Pour ne raccorder que la phase sur un disjoncteur 1P+N (cas du neutre commun non appairé), c’est techniquement fonctionnel pour la protection contre les surcharges et les courts-circuits, mais la coupure ne sera pas omnipolaire.

Étape 5 : remettre sous tension et vérifier

Avant de réenclencher le disjoncteur d’abonné, abaisser tous les disjoncteurs nouvellement posés. Réarmer le différentiel en premier, puis chaque disjoncteur un par un, en testant le circuit correspondant à chaque fois (allumer une lampe, brancher un appareil). Cette montée en charge progressive permet d’isoler immédiatement un défaut sans tout faire sauter d’un coup.

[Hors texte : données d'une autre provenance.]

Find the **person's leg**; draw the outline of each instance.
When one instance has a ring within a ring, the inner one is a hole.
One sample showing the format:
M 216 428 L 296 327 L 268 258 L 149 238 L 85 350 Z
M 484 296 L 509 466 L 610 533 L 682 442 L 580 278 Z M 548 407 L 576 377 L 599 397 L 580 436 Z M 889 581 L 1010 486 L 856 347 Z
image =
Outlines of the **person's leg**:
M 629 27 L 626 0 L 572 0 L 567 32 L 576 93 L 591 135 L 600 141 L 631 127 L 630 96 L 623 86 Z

Vérifier au multimètre la tension entre phase et terre (230 V) et entre neutre et terre (proche de 0 V). Une tension non nulle entre neutre et terre supérieure à quelques volts indique souvent une inversion phase/neutre ou un problème de mise à la terre.

Les erreurs qui coûtent cher

Quatre pièges reviennent systématiquement sur ce type d’intervention :

  • Dépasser 8 disjoncteurs sous un même différentiel 30 mA : la norme NF C 15-100 fixe cette limite pour le confort d’utilisation. Au-delà, le moindre défaut coupe la moitié du logement.
  • Mélanger les marques sur les peignes d’alimentation : les entraxes de bornes diffèrent légèrement entre Legrand, Schneider et Hager, ce qui force à recâbler en fil rigide à la main.
  • Oublier le type A pour le différentiel : les appareils modernes (plaque à induction, lave-linge récent, borne de recharge) génèrent des courants à composante continue qu’un type AC ne détecte pas. Le surcoût d’un type A sur un AC est de 10 à 20 €, négligeable face au risque.
  • Laisser fonctionner l’installation sans terre : un disjoncteur ne protège pas contre l’électrocution, seul le différentiel le fait, et seulement si la terre est correcte. Un piquet de terre coûte 15 à 30 €, à compléter par un test de résistance (inférieur à 100 ohms).
Amateur en électricité inspectant un tableau électrique moderne avec des outils éparpillés autour de lui

Faire soi-même ou appeler un électricien : où placer le curseur

Trois cas justifient sans hésiter le recours à un professionnel : un tableau à neutre commun sans repérage des circuits, une installation antérieure à 1970 (fils sous tube acier, isolant détérioré), et tout projet de mise aux normes déclenchant un Consuel.

Côté coût : un électricien facture entre 10 et 20 € la pose par module hors fournitures, plus 20 € de dépose par ancien porte-fusible. Pour un tableau complet d’une quinzaine de circuits, compter entre 800 et 1 800 € fournitures et main-d’œuvre comprises selon la complexité. Un remplacement intégral du tableau (coffret neuf, peignes, différentiels et disjoncteurs) tourne autour de 1 200 à 2 500 €.

L’auto-installation reste pertinente sur un tableau récent à rail DIN avec circuits déjà appairés. Elle devient hasardeuse dès que les conducteurs ne sont plus repérables ou que l’installation date.

Questions fréquentes

Peut-on conserver un tableau à fusibles indéfiniment ? Oui, tant qu’aucune rénovation lourde n’est engagée. Lors d’une vente, un diagnostic électrique de plus de 15 ans signalera les anomalies, sans pour autant bloquer la transaction. Le remplacement devient en revanche obligatoire dès qu’un certificat Consuel est requis.

Faut-il déclarer le remplacement à son assurance ou au fournisseur d’énergie ? Aucune déclaration n’est nécessaire pour un simple remplacement de modules à puissance souscrite identique. En cas de modification du disjoncteur d’abonné (changement de calibre lié à un changement d’abonnement), seul Enedis intervient, avec une prestation facturée environ 64 € TTC.

Le remplacement des fusibles par des disjoncteurs reste l’une des rénovations électriques au meilleur rapport sécurité-investissement. Sur un tableau sain et bien repéré, l’opération se boucle en une journée pour un bricoleur méthodique. Sur un tableau ancien à neutre commun, mieux vaut profiter du chantier pour traiter le problème en profondeur plutôt que de superposer un disjoncteur moderne sur une distribution non conforme.